Sind Atemschutzmasken eine sinnvolle Investition? Maskenherstellung in China Foto: Wang Quanchao/imago

1. Das Coronavirus macht sich in Europa breit. Müssen wir alle sterben?

Nein, nach den bisher bekannten Zahlen stuft das Robert-Koch-Institut das Coronavirus zwar tödlicher als die Grippe ein. Mehr als 80 Prozent der Infizierten weisen aber nur milde Symptome auf. Rund 15 Prozent erkranken schwer, 1 bis 2 Prozent sterben. In Deutschland sind noch keine Todesfälle aufgetreten.

Wie heftig sich die Symptome auswirken, hängt nach bisherigem Wissensstand stark vom Immunsystem ab. Männer sind häufiger betroffen als Frauen. Das könnte daran liegen, dass Frauen generell ein besseres Immunsystem haben. Betroffen sind zudem vor allem Menschen mit Vorerkrankungen. Jeder zweite der untersuchten Patienten, bei denen der Krankheitsverlauf schwer verlief, litt an einer chronischen Erkrankung, vor allem des Herz-Kreislauf-Systems oder der Hirngefäße. Auch langjährige Raucher scheinen stärker gefährdet zu sein.

Die Zahl der infizierten Kinder ist sehr viel geringer als die der Erwachsenen. Auch scheinen bei Kindern Symptome milder zu sein.

2. Wie erkenne ich, ob ich Corona habe?

Husten, Schnupfen, Halskratzen, Fieber – zu diesen Symptomen kann eine Infektion mit dem Coronavirus führen. Einige Betroffene leiden auch an Durchfall. Bei einem Teil der Patienten kann das Virus zu einem schwereren Verlauf mit Atemproblemen und zu Lungenentzündung führen.

Wer die oben genannten Symptome aufweist, muss jedoch nicht gleich in Panik ausbrechen. Insgesamt sind in Deutschland 27 laborbestätigte Fälle des Coronavirus bekannt. Die meisten Personen sind bereits wieder gesund und aus der Klinik entlassen. Die Wahrscheinlichkeit, von dem Coronavirus betroffen zu sein, steigt bei Reisen in bestimmte Länder oder Kontakt mit infizierten Personen.

3. Frage ich bei Symptomen meinen Arzt oder Apotheker?

Wer einen persönlichen Kontakt zu einer Person hatte, bei der das Coronavirus im Labor nachgewiesen wurde, sollte sich unverzüglich an das zuständige Gesundheitsamt wenden – auch wenn keine der oben genannten Symptome auftreten. Personen, die sich in einem ausgewiesenen Risikogebiet aufgehalten haben, wird geraten, unnötige Kontakte zu vermeiden und nach Möglichkeit zu Hause zu bleiben.

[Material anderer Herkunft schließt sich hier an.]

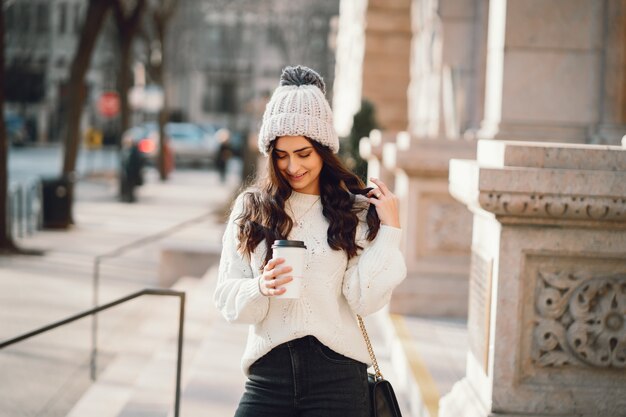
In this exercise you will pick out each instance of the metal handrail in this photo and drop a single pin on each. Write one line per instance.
(94, 311)
(119, 251)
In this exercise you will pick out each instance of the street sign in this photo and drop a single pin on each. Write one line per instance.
(109, 104)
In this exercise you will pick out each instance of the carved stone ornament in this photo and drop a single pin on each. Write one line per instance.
(580, 320)
(554, 206)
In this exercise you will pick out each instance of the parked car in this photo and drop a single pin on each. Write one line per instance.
(190, 144)
(17, 133)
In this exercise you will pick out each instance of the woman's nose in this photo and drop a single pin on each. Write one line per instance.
(293, 166)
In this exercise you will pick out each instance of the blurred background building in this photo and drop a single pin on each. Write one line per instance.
(224, 59)
(41, 40)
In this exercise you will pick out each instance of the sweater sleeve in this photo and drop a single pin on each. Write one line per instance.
(237, 294)
(372, 275)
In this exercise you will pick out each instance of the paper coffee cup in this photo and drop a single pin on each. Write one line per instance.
(293, 252)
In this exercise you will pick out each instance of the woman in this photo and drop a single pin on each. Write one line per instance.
(306, 356)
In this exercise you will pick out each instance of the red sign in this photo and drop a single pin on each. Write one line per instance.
(109, 104)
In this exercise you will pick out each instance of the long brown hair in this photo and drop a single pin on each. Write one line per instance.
(264, 216)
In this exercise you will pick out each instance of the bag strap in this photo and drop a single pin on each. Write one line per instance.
(377, 374)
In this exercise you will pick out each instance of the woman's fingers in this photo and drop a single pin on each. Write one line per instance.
(274, 277)
(271, 264)
(381, 185)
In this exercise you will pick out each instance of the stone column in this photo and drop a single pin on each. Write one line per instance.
(437, 229)
(554, 71)
(444, 104)
(373, 55)
(547, 310)
(371, 150)
(448, 53)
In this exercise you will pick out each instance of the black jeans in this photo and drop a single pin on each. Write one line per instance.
(304, 378)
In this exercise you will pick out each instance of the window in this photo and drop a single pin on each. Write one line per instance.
(228, 97)
(220, 96)
(77, 19)
(23, 17)
(10, 18)
(42, 18)
(62, 17)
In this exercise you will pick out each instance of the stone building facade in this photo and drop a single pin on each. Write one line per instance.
(511, 180)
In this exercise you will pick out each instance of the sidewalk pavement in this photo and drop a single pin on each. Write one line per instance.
(50, 372)
(421, 357)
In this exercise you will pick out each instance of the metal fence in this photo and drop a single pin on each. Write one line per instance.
(24, 211)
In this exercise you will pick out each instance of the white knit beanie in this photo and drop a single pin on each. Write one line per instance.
(298, 107)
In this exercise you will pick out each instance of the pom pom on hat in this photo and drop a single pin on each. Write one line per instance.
(299, 107)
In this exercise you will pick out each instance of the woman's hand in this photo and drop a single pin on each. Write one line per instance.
(386, 204)
(269, 283)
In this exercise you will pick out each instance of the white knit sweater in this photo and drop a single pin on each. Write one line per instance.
(333, 290)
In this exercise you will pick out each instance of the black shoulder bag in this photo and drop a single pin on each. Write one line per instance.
(383, 402)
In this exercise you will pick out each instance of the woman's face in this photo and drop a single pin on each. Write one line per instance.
(299, 163)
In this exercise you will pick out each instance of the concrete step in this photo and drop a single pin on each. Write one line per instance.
(141, 378)
(428, 355)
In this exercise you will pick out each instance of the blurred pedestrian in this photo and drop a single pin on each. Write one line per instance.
(306, 356)
(224, 152)
(131, 170)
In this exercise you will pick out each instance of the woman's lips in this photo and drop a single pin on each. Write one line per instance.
(297, 177)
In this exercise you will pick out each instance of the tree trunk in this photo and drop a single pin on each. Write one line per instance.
(160, 26)
(127, 28)
(77, 89)
(124, 83)
(6, 242)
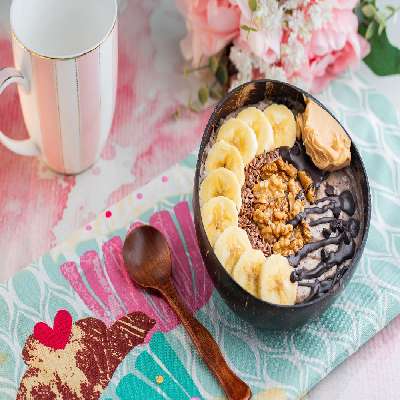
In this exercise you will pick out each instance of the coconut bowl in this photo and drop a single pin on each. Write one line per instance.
(257, 312)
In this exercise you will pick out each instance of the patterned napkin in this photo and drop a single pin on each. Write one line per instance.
(115, 341)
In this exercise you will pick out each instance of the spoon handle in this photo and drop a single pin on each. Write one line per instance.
(234, 387)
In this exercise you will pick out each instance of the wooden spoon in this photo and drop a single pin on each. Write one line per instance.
(147, 258)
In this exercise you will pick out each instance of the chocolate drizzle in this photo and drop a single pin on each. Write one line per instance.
(298, 157)
(341, 233)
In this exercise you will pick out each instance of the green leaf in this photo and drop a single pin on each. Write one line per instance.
(253, 5)
(213, 63)
(368, 10)
(384, 58)
(371, 30)
(222, 74)
(203, 95)
(248, 28)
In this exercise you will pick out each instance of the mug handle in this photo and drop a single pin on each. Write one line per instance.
(25, 147)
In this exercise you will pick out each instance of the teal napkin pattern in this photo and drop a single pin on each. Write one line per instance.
(286, 363)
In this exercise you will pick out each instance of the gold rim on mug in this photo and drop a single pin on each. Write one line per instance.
(36, 54)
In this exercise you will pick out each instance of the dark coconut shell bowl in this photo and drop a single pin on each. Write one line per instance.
(257, 312)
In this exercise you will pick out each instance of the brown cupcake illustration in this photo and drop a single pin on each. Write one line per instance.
(77, 360)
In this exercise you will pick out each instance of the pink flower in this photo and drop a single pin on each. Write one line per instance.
(211, 25)
(336, 46)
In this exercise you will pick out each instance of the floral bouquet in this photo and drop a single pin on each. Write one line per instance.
(304, 42)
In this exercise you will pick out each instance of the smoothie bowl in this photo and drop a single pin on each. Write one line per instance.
(281, 204)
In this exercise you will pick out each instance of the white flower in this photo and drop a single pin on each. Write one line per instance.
(293, 54)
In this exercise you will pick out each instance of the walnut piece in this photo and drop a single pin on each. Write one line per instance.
(277, 201)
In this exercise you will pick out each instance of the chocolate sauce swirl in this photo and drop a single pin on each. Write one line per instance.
(341, 232)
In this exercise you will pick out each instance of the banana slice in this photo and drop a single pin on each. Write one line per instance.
(259, 122)
(218, 214)
(223, 154)
(247, 270)
(275, 284)
(230, 245)
(221, 182)
(239, 134)
(283, 124)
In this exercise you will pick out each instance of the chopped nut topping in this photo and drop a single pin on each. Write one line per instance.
(276, 201)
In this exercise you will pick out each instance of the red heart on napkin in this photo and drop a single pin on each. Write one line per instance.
(58, 336)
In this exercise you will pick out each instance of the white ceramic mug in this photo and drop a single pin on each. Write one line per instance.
(65, 55)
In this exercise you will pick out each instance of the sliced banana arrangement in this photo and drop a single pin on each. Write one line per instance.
(218, 214)
(238, 141)
(230, 245)
(221, 182)
(259, 122)
(224, 155)
(240, 135)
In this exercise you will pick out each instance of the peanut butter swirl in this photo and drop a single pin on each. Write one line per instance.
(325, 141)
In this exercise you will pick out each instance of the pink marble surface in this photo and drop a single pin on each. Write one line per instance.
(39, 208)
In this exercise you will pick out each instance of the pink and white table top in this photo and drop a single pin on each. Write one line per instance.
(39, 208)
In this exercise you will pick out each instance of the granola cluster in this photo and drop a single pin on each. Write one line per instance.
(279, 197)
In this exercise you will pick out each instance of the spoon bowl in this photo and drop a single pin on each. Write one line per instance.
(148, 261)
(147, 257)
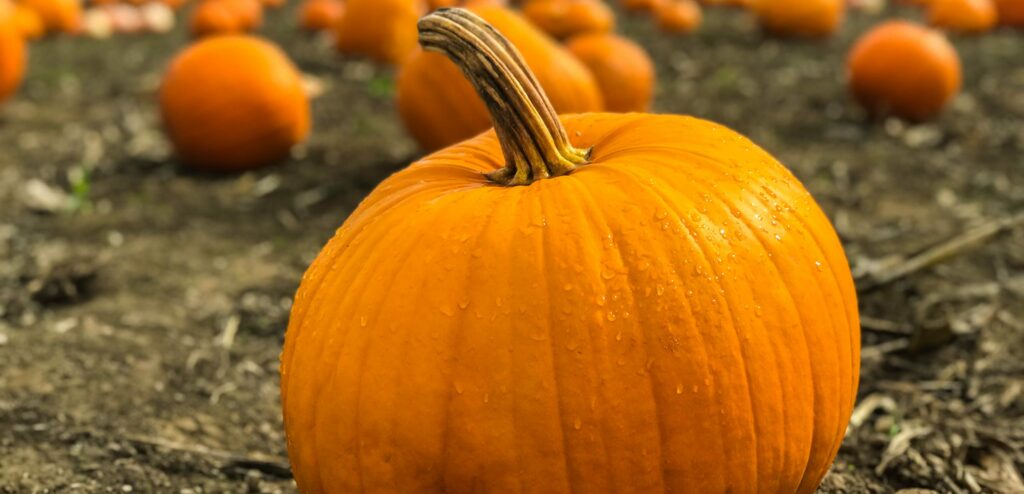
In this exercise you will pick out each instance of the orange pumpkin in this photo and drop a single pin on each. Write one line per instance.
(642, 5)
(1011, 12)
(226, 16)
(594, 303)
(321, 14)
(800, 17)
(680, 16)
(904, 69)
(564, 18)
(439, 107)
(214, 17)
(250, 12)
(623, 70)
(57, 15)
(12, 52)
(233, 103)
(381, 30)
(963, 15)
(29, 24)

China, Iran, Italien und Südkorea – welche Provinzen dieser Länder als Risikogebiete gelten, kann auf den Seiten des Robert-Koch-Instituts nachgelesen werden. Das RKI rät dringend dazu, Kontakt zu einer Ärztin zu suchen, wenn darüber hinaus Krankheitszeichen auftreten. Dabei gilt: Nicht einfach hingehen, sondern erst anrufen. Um weitere Ansteckungen zu vermeiden, sollten Sie sich im Verdachtsfall nicht zu anderen Patient*innen ins Wartezimmer setzen, sondern zunächst telefonisch mit Ihrer Ärztin Kontakt aufnehmen. Ob ein Hausbesuch sinnvoll ist, kann dann individuell abgesprochen werden.

4. Muss ich die Öffentlichkeit meiden?

Nein. Zum jetzigen Zeitpunkt besteht die Strategie der Bundesregierung primär darin, Infektionsfälle möglichst frühzeitig zu erkennen, Infizierte isoliert zu behandeln und alle Kontaktpersonen unter Quarantäne zu stellen. Wer nicht erkrankt ist oder mit einer infizierten Person Kontakt hatte, muss andere Menschen nicht meiden.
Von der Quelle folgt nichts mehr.